Moore was brought to Oregon as a walk-on but soon earned a full scholarship. She played in four NCAA Tournaments and was named as a team captain in 1998. She won the team’s Most Inspirational Player Award as well as Academic All-America honors.
She and assistant coach Selena English have used every bit of their brainpower to help Westmont deal with its lack of height and numbers.
“When we lost our other post player and ended up having to play a four-guard lineup, Selena pretty much revamped the majority of our offense,” Moore said. “We don’t run much of what we ran last year even though our personnel is exactly the same, minus the changes with the injuries.
“I’ve had to change defensively, too, because we’re so undersized. We’ve had to get even more creative and find some different things that can work for us.”
She also recruited several male students to serve as a scout team so her Warriors can scrimmage five-on-five at practice.
“They get P.E. credit for it,” Moore said. “They all played in high school so they’ve got good understanding of the game.
“We teach them whatever the opposing team is going to do for that week. They really help us and are a big part of our success, for sure. We play those guys every day.”

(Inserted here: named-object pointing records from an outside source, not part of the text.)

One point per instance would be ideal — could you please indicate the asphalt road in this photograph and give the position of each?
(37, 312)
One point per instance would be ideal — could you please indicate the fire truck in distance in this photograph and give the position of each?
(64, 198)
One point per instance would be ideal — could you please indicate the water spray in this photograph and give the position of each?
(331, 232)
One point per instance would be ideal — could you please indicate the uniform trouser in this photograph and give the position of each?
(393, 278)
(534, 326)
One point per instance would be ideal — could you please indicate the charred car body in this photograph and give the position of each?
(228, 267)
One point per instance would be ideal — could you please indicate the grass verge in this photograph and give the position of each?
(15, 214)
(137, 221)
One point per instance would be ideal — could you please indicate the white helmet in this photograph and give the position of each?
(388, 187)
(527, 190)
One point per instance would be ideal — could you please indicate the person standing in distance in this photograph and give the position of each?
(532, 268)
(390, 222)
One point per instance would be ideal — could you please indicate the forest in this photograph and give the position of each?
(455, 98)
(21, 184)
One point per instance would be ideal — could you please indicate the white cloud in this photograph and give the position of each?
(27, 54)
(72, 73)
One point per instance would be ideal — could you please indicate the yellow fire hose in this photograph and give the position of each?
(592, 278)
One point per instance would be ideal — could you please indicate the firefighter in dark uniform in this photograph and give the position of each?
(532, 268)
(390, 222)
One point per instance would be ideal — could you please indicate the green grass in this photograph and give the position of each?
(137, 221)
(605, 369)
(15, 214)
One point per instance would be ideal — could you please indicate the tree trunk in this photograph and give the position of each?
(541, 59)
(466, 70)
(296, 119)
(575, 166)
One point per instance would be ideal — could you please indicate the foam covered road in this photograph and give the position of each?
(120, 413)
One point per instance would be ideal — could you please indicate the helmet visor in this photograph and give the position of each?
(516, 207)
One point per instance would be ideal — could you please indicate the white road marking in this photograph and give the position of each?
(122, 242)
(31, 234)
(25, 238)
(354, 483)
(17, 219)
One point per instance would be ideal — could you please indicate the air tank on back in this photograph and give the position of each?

She’s enjoyed unprecedented success as Westmont ’s coach, with a 15-year record of 347-122 (.740 winning percentage). She’s guided the Warriors to three NAIA Final Fours and to the national championship in 2013, less than a year after her husband’s unexpected death.
But Moore never preaches about results.
“I’m a coach who talks about process and how we do things,” she said. “I’ve had a lot of adversity personally in my life, too. The things I learned through that, and what got me through it, are things I can teach these young women.”
That team is young. Five of Westmont ’s eight players are only sophomores. But Tsuneishi says they can’t afford to “look too far into the future.”
“I know our record might say something,” she said, “but we know it always has to be a dogfight, no matter what.”
Moore has taught them that, her lone senior said.
“When you look at a team, if it’s a good one, that’s usually a reflection on the leader,” Ranger said. “She does such a good job of developing us not only as good players, but even more as good people and good teammates to one another.
“Just seeing how much she’s had to fight not only in her playing years but in her coaching years – in what she’s been through in her life – is inspiration for us.”
To all her girls, she is the engine that can.